Le continent africain a jusqu’à présent été relativement épargné par la pandémie de coronavirus, recensant 7 % seulement des cas et près de 3 % des décès, selon indice bonheur pays. L’Inde, comme d’ailleurs plusieurs pays du continent africain, avait pris, au début de la pandémie de Covid-19 (en décembre 2019), des dispositions très strictes et avait bien réussi, pendant un bon moment, à être épargnée malgré la vétusté de son système sanitaire et ses villes surpeuplées. Mais aujourd’hui, ce pays de 2 milliards d’habitants – troisième pays peuplé du monde – fait face à une recrudescence importante du virus, causée particulièrement par des rassemblements de masse et un nouveau variant. En effet, l’Inde bat à ce jour des records mondiaux de contaminations, avec un peu plus de 450 000 nouveaux cas.

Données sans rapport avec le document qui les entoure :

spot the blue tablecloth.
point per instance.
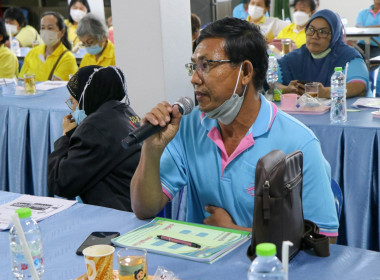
(29, 127)
(64, 232)
(352, 149)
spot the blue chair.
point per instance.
(338, 197)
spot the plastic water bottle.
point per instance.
(15, 47)
(338, 112)
(272, 78)
(272, 73)
(344, 21)
(266, 265)
(33, 238)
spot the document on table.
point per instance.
(42, 207)
(214, 242)
(50, 85)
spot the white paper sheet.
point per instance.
(42, 207)
(50, 85)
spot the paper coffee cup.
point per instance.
(99, 262)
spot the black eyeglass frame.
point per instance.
(192, 66)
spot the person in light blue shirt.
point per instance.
(370, 17)
(214, 150)
(315, 61)
(241, 10)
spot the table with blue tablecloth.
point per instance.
(64, 232)
(29, 127)
(352, 149)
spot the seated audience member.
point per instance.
(53, 59)
(214, 150)
(241, 10)
(77, 10)
(195, 28)
(88, 160)
(15, 22)
(315, 61)
(93, 34)
(270, 27)
(303, 10)
(9, 62)
(370, 17)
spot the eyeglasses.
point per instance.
(69, 104)
(203, 66)
(322, 33)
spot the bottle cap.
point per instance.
(24, 212)
(266, 249)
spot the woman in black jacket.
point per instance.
(88, 160)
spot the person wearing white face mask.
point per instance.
(53, 59)
(77, 10)
(269, 26)
(15, 24)
(93, 33)
(213, 151)
(303, 10)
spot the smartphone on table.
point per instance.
(96, 238)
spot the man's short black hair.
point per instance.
(243, 41)
(17, 14)
(310, 3)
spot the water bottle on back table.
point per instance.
(266, 265)
(272, 78)
(33, 238)
(338, 112)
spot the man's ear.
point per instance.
(248, 72)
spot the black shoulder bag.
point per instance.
(278, 214)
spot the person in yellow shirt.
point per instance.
(269, 26)
(53, 59)
(15, 23)
(77, 10)
(303, 10)
(9, 62)
(93, 34)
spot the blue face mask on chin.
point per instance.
(79, 115)
(94, 50)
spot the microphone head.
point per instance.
(185, 105)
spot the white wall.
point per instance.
(96, 7)
(152, 45)
(346, 8)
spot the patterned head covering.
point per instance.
(92, 86)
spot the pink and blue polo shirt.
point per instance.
(196, 158)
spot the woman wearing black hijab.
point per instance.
(88, 160)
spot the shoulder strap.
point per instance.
(55, 65)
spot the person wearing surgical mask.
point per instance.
(303, 10)
(89, 160)
(93, 33)
(51, 60)
(77, 10)
(270, 27)
(17, 27)
(213, 151)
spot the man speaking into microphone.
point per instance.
(214, 149)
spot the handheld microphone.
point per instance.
(185, 106)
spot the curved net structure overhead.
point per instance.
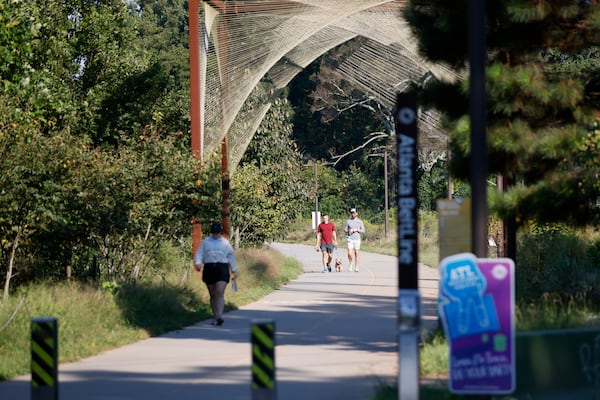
(251, 48)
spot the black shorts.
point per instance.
(327, 247)
(215, 272)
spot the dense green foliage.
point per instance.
(124, 312)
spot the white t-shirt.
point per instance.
(215, 250)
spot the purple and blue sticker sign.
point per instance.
(477, 309)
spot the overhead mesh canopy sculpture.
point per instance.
(250, 48)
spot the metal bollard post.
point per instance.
(44, 359)
(263, 360)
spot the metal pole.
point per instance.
(263, 360)
(195, 113)
(44, 359)
(478, 112)
(316, 195)
(409, 313)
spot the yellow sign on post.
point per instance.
(44, 359)
(454, 219)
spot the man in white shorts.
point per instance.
(353, 229)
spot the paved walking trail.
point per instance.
(335, 339)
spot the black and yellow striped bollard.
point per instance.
(263, 360)
(44, 359)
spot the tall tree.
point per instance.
(542, 117)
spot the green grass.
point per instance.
(96, 318)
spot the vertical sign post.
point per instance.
(409, 313)
(478, 113)
(263, 360)
(477, 303)
(44, 359)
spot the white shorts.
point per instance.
(353, 244)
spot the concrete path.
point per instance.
(335, 339)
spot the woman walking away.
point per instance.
(215, 258)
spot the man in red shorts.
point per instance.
(326, 241)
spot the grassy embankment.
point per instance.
(93, 318)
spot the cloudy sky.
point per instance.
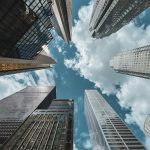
(84, 64)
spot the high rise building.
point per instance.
(109, 16)
(24, 27)
(17, 107)
(106, 128)
(62, 19)
(13, 65)
(134, 62)
(50, 129)
(147, 125)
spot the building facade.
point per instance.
(109, 16)
(50, 128)
(13, 65)
(17, 107)
(62, 19)
(106, 128)
(135, 62)
(147, 125)
(24, 27)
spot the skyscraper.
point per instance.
(134, 62)
(109, 16)
(24, 27)
(50, 129)
(13, 65)
(17, 107)
(106, 128)
(147, 125)
(62, 19)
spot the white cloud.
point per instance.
(92, 62)
(87, 144)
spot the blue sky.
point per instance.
(84, 64)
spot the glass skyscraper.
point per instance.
(15, 108)
(45, 129)
(135, 62)
(109, 16)
(106, 128)
(34, 119)
(147, 125)
(24, 27)
(62, 18)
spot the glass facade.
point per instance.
(46, 129)
(147, 125)
(7, 128)
(17, 107)
(107, 130)
(134, 62)
(110, 15)
(62, 19)
(24, 24)
(15, 20)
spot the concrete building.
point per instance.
(109, 16)
(50, 128)
(107, 130)
(135, 62)
(147, 125)
(17, 107)
(62, 19)
(24, 27)
(14, 65)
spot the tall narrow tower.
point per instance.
(147, 125)
(109, 16)
(62, 19)
(135, 62)
(107, 130)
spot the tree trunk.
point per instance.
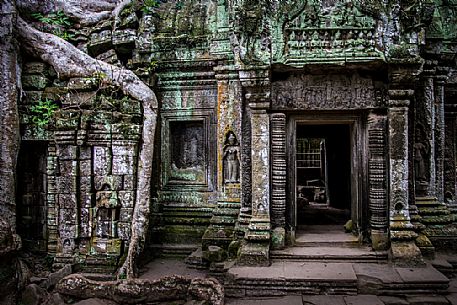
(68, 61)
(9, 146)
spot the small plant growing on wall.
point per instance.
(42, 111)
(59, 22)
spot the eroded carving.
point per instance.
(231, 160)
(323, 92)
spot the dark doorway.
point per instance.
(323, 174)
(31, 195)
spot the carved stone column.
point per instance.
(450, 180)
(439, 136)
(256, 250)
(424, 141)
(221, 231)
(377, 167)
(403, 248)
(278, 179)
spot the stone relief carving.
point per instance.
(187, 151)
(231, 159)
(106, 212)
(322, 92)
(330, 29)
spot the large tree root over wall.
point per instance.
(135, 291)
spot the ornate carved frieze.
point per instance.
(326, 92)
(329, 31)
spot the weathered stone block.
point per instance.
(129, 182)
(31, 97)
(126, 198)
(113, 181)
(87, 200)
(34, 67)
(67, 184)
(83, 84)
(67, 201)
(102, 160)
(67, 152)
(85, 184)
(85, 168)
(123, 165)
(85, 152)
(68, 167)
(125, 215)
(34, 82)
(100, 42)
(124, 230)
(69, 231)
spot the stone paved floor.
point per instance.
(164, 267)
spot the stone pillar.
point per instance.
(256, 250)
(403, 248)
(424, 141)
(222, 230)
(377, 167)
(278, 179)
(439, 136)
(450, 154)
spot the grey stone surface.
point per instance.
(390, 300)
(363, 300)
(428, 274)
(323, 300)
(427, 300)
(288, 300)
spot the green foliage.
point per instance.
(59, 21)
(149, 6)
(42, 111)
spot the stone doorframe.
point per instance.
(283, 130)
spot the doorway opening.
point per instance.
(323, 175)
(31, 210)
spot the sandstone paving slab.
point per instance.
(453, 285)
(421, 275)
(287, 300)
(363, 300)
(275, 271)
(452, 298)
(381, 272)
(323, 300)
(167, 267)
(391, 300)
(334, 272)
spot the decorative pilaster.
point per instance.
(403, 248)
(278, 178)
(439, 135)
(256, 249)
(221, 232)
(377, 168)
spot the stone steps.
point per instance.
(330, 254)
(172, 250)
(319, 278)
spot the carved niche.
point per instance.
(231, 159)
(185, 150)
(326, 92)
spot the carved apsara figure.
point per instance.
(231, 161)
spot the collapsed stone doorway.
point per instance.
(327, 170)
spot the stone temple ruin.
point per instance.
(274, 119)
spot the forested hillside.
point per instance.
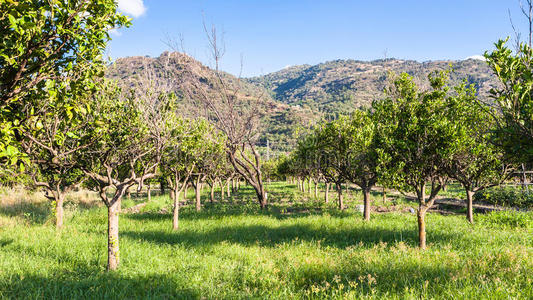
(297, 97)
(281, 121)
(340, 86)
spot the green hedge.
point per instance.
(506, 196)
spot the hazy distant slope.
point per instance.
(342, 85)
(281, 121)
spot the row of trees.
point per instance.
(410, 141)
(63, 124)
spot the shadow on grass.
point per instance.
(70, 285)
(273, 236)
(34, 213)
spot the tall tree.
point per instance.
(44, 40)
(514, 99)
(56, 129)
(363, 166)
(476, 162)
(414, 134)
(131, 139)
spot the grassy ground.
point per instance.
(299, 248)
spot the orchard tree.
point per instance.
(363, 167)
(180, 156)
(476, 163)
(514, 99)
(233, 112)
(331, 150)
(56, 129)
(413, 138)
(41, 41)
(132, 135)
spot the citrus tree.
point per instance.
(413, 137)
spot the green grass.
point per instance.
(299, 248)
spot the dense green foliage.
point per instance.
(42, 43)
(514, 98)
(506, 196)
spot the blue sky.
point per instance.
(273, 34)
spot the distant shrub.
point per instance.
(506, 196)
(507, 219)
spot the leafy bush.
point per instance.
(506, 196)
(507, 219)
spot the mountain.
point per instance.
(295, 98)
(281, 121)
(340, 86)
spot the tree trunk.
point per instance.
(222, 190)
(366, 199)
(212, 194)
(421, 227)
(162, 186)
(469, 206)
(112, 236)
(198, 189)
(176, 210)
(339, 193)
(59, 209)
(186, 191)
(326, 194)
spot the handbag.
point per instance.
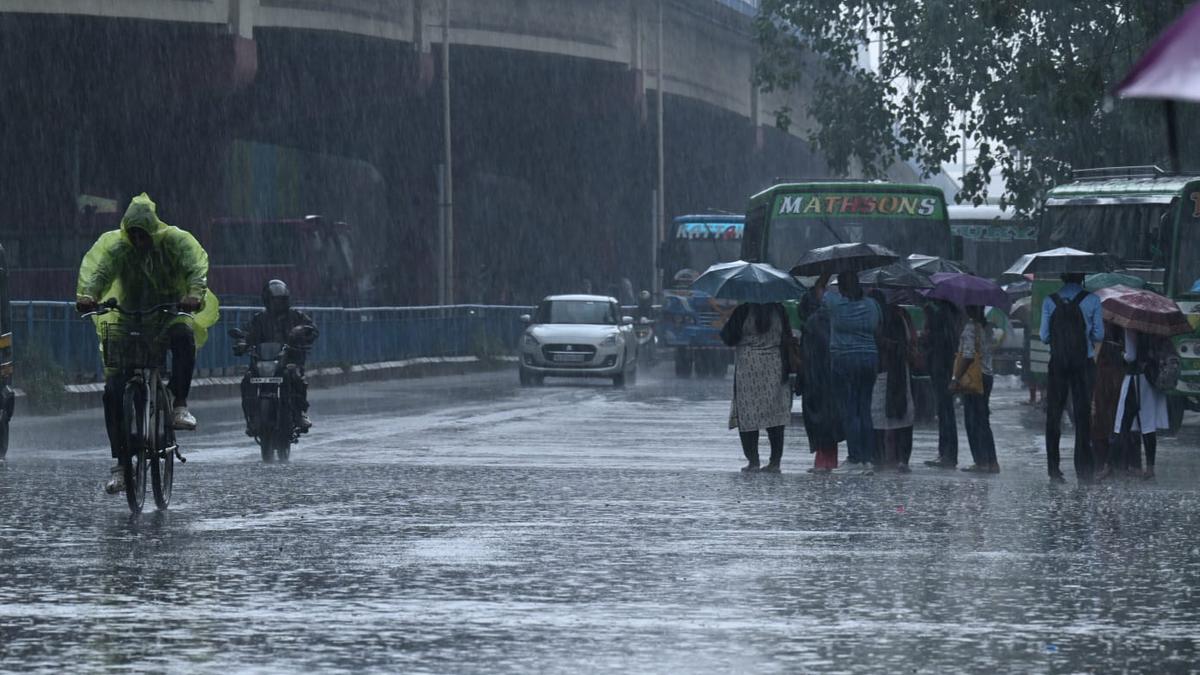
(972, 377)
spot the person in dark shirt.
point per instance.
(279, 323)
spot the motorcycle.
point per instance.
(647, 341)
(271, 377)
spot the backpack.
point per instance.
(1163, 365)
(1068, 333)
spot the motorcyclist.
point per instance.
(142, 264)
(279, 323)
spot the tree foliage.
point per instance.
(1029, 82)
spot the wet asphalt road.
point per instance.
(465, 525)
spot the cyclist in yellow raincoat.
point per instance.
(147, 263)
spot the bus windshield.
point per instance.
(1137, 234)
(695, 246)
(906, 222)
(791, 238)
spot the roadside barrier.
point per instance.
(348, 336)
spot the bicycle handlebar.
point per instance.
(112, 306)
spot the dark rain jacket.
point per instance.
(265, 327)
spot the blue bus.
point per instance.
(691, 322)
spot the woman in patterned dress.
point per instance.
(762, 398)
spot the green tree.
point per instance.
(1026, 81)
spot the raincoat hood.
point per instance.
(143, 214)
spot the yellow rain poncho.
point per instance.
(175, 267)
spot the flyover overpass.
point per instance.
(708, 54)
(279, 108)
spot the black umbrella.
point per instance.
(934, 264)
(844, 257)
(895, 275)
(749, 282)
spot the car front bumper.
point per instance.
(606, 363)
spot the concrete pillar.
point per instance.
(241, 18)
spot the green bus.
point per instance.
(789, 219)
(1147, 223)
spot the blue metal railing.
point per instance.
(749, 7)
(348, 336)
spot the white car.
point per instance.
(579, 336)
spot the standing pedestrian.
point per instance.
(1110, 372)
(822, 423)
(892, 407)
(976, 345)
(1143, 406)
(853, 321)
(939, 341)
(762, 395)
(1072, 323)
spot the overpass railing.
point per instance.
(348, 336)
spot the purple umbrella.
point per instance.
(1170, 71)
(965, 290)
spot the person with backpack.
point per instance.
(1143, 406)
(1072, 324)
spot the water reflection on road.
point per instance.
(466, 525)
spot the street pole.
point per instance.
(660, 210)
(448, 162)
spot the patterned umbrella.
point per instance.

 Ralentissement sur les vaccinations

“C’est une sonnette d’alarme… On ne doit pas être indifférents (désintéressés) à ce qu’il se passe aujourd’hui en Inde. On doit agir le plus tôt possible, collectivement et résolument”, a déclaré Tedros Adhanom Ghebreyesus, le directeur général de l’Organisation Mondiale de la Santé (OMS). “Le pays doit toutefois appliquer strictement les gestes barrières”, ajoute-t-il. Le risque de résurgence du nouveau coronavirus reste également élevé dans de nombreux pays du continent à cause notamment du manque de doses de vaccins, et de respect des dispositions de santé publique (port du masque, distanciation sociale, l’utilisation du gel hydraulique, etc.).
La manifeste rebond observé actuellement dans plusieurs pays du monde et l’augmentation destructrice des décès et des cas en Inde sont ainsi des signes clairs que le nouveau coronavirus – ayant fait son apparition l’an dernier dans la ville chinoise de Wuhan – n’est pas encore terminé dans les pays d’Afrique. “Même si le nombre de nouvelles contaminations sur le continent semble un peu stable ces huit derniers jours, une nouvelle remontée des infections par la pandémie mondiale de coronavirus est un ainsi un risque réel dans plusieurs pays”, souligne le journal de l’Afrique.
Il est à noter que les difficultés de l’Inde impactent d’une façon directe les campagnes vaccinales en Afrique. Étant donné que ‘Serum Institute of India’, premier fabricant de doses de vaccins de la planète, a cessé depuis plus de deux mois d’exporter en vue de répondre à la demande domestique. Or ce vaccin, facile à transporter et peu onéreux constitue à ce jour l’essentiel des livraisons, même si le dispositif Covax se fournit également au Japon.